Horan believes back then tournaments based on equal prize money would never have got off the ground. "We are now in a different place culturally, in society and sport is the place where you change culture and society," he said.

"I hope I'm infectious," he smiled, conveying a contagious enthusiasm; a much more acceptable kind of viral influence than we have been used to over the past year.

"I'm obsessed with golf, all types of golf. I will sit down in the States and watch college golf, women's golf, disabled golf; I'll watch anything. It's like watching your local football team.

"They might not be the best but you still go because you love the game.
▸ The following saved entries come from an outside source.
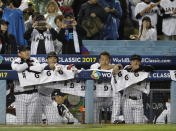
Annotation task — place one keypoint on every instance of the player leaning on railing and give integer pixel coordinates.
(26, 98)
(132, 98)
(45, 90)
(99, 102)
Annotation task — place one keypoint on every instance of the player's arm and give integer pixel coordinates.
(35, 66)
(116, 68)
(164, 15)
(19, 66)
(147, 9)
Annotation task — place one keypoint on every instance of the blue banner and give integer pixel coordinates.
(92, 75)
(90, 59)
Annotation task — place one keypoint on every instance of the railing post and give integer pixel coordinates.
(3, 101)
(173, 101)
(89, 102)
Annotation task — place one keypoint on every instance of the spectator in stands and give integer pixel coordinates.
(147, 32)
(15, 18)
(77, 5)
(59, 21)
(27, 12)
(132, 4)
(41, 36)
(91, 17)
(30, 22)
(52, 11)
(66, 6)
(123, 20)
(69, 35)
(110, 30)
(169, 20)
(63, 111)
(59, 2)
(147, 8)
(164, 117)
(8, 43)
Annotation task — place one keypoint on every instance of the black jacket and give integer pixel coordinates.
(9, 44)
(68, 45)
(87, 9)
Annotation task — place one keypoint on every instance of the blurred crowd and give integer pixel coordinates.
(61, 25)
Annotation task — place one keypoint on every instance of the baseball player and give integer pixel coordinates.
(99, 102)
(62, 110)
(45, 90)
(133, 104)
(147, 8)
(26, 98)
(169, 18)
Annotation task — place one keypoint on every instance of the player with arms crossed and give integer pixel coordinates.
(104, 64)
(45, 90)
(26, 98)
(133, 104)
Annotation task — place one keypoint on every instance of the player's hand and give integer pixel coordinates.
(35, 25)
(93, 15)
(107, 9)
(134, 67)
(48, 26)
(116, 69)
(75, 70)
(134, 37)
(52, 66)
(58, 68)
(74, 23)
(174, 12)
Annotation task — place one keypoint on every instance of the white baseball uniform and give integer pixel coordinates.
(45, 102)
(26, 98)
(100, 102)
(133, 104)
(152, 13)
(169, 24)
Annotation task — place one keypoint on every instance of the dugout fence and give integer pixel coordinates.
(159, 75)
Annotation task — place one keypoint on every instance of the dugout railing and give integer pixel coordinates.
(86, 75)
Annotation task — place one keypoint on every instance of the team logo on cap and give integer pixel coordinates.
(1, 59)
(95, 75)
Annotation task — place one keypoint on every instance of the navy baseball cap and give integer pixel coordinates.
(52, 54)
(136, 57)
(22, 48)
(68, 14)
(39, 17)
(57, 93)
(3, 22)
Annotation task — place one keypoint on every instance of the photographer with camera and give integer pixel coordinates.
(41, 36)
(69, 35)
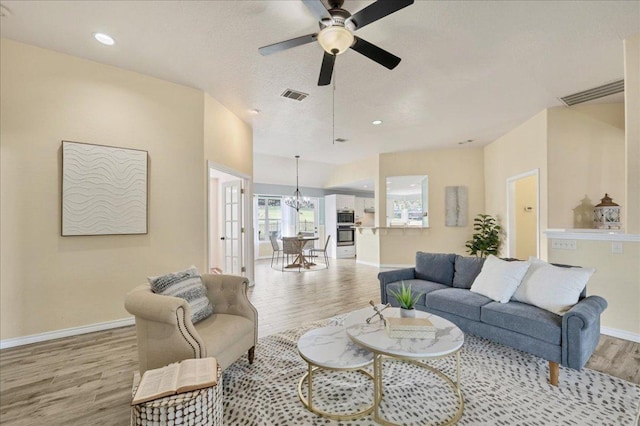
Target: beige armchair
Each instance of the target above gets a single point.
(166, 334)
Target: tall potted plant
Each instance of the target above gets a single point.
(407, 300)
(486, 239)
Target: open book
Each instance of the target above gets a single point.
(184, 376)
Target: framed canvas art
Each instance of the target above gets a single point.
(104, 190)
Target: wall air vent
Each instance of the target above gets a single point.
(595, 93)
(293, 94)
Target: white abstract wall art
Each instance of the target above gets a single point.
(104, 190)
(456, 206)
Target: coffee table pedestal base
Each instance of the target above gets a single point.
(308, 402)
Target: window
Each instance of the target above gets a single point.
(269, 217)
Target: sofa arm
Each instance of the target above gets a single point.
(581, 331)
(164, 330)
(228, 295)
(393, 276)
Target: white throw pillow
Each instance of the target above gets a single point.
(552, 288)
(499, 279)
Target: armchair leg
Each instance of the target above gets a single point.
(554, 371)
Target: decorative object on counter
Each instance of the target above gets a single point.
(486, 240)
(297, 201)
(378, 312)
(407, 300)
(456, 205)
(411, 328)
(606, 215)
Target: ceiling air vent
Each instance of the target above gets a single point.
(595, 93)
(293, 94)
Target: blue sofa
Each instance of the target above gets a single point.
(445, 280)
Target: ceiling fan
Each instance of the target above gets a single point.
(336, 33)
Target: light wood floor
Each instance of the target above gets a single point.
(86, 380)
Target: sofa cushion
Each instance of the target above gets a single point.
(555, 289)
(499, 279)
(436, 267)
(187, 285)
(466, 269)
(417, 286)
(524, 319)
(457, 301)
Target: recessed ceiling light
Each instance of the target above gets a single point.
(104, 39)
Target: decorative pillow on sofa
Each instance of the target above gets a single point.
(187, 285)
(435, 267)
(552, 288)
(499, 279)
(466, 270)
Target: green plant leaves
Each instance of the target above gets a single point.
(487, 239)
(405, 296)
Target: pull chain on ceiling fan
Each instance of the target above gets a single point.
(336, 34)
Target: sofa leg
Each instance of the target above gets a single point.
(554, 371)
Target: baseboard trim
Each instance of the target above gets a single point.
(67, 332)
(620, 334)
(397, 265)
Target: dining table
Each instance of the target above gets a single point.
(298, 243)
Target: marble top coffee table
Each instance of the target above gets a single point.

It's mad, I'm just crazy into it."

Horan launched his golf management company in 2016 and his stable includes the UK's leading player Tyrrell Hatton, who famously wore a hoodie while winning last year's BMW PGA Championship at Wentworth.

Modest! Golf Management also has five times European Disabled Golf Association winner Brendan Lawlor on its books and has just signed 22-year-old American LPGA star Angel Yin.

They represent only 13 players, including young Italian Guido Migliozzi, Scots Connor Syme and Ewen Ferguson and Ireland's Leona Maguire. They all share youth and ambition as common traits.

"The players we've got are super exciting," said Horan, who set up the company to help young players transition from amateur to professional ranks. "I always wanted us to be boutique. I want everyone to feel the love from within."

But now the sphere of influence stretches further with this summer's event jointly held at Galgorm Castle and Massereene golf clubs in County Antrim between 28 July and 1 August.

The tournament has potential to influence the evolution of professional golf in a society and business world where inclusivity and equality have become increasingly significant factors. No sport can afford to fall any further behind on that road.

This also explains why Horan has been successfully courted by the R&A. Their chief development officer, Phil Anderton, speaks of a shared ambition "for golf to be viewed as a fun, friendly and accessible sport that is inclusive of all people no matter their age, gender, ability or background".

Horan says that if he can influence even a tiny number of his millions of social media followers to take up the game it would be a big success. That is probably a "modest" ambition for an ideal golfing ambassador for these times.

Horan can steer a direction for the game. As he told me: "It is a passion of mine. I love golf and sit at home watching TV, wanting to change the game. I'm lucky I have the vehicle to do something about it."

What is more, it seems the people running the sport are recognising that fact.